Continued from Pt. 2.
As I explained in my first post from this series, I’m done with seminary—or DWS, since I want to save space. I went to SBL this year even though I’m DWS and am currently not planning to go any further in the field. I know I looked like a tag-along to my husband (who wants to get a PhD in New Testament), but I was there because of my own interests and desperately wanted to be acknowledged as not totally out-of-the-loop. It’s something I felt as there, but also something I feel here at home. I always wonder if “the boys” will include me in their conversations—after all, Jeremiah and I both just finished our degrees in September, so should we be on equal footing? Yes, he took a couple Greek and NT classes I didn’t, but I took a Hebrew exegesis of Psalms class, so we’ll call it even. Sometimes I feel simply not having ambitions to go any further in the biblical studies/theology realm leads to people seeing me differently. I want to yell at them, “I went to seminary, too, for goodness sakes!” but I’m not sure that would do any good.

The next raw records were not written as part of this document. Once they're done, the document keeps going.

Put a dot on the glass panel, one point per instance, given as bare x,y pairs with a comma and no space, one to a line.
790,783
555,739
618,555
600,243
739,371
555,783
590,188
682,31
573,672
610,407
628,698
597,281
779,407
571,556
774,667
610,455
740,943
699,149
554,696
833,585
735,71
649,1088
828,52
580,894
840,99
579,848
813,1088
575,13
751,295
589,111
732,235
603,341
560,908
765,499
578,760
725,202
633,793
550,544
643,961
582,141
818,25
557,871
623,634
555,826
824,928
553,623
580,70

While I understand that SBL is generally meant for people with a more active role in the field, I think there are ways for others to be more inclusive of DWS people, more generally. Sometimes I see myself and other seminary graduates accidentally exclude our Bible-college-graduate friends or undergrad-reli-major friends from conversations—conversations they could probably be a part of if we just explained two or three words/ideas/authors/whatever and made it known that we wanted them in the conversation. The same goes for seminary graduates who aren’t getting PhDs in a related field. We still took Hebrew and Greek, we still know a bit about church history and theology, we still try to be thoughtful readers of Scripture, so please, don’t run over us with your words. Let us know it’s ok to join you and give us space to do so. In my dream world, the people in the field of biblical studies would be so wonderful to people who are DWS that youth pastors—yes, even those wacky youth pastors, of all people!—would think it was cool to come to SBL. We who are DWS will never be the experts you are, but it’s a good and glorious thing when we care about the field and want to stay engaged with it in some way. That’s a lot more than 90% of Christian ministers are interested in, so please, let it count for something. We DWS people really appreciate it.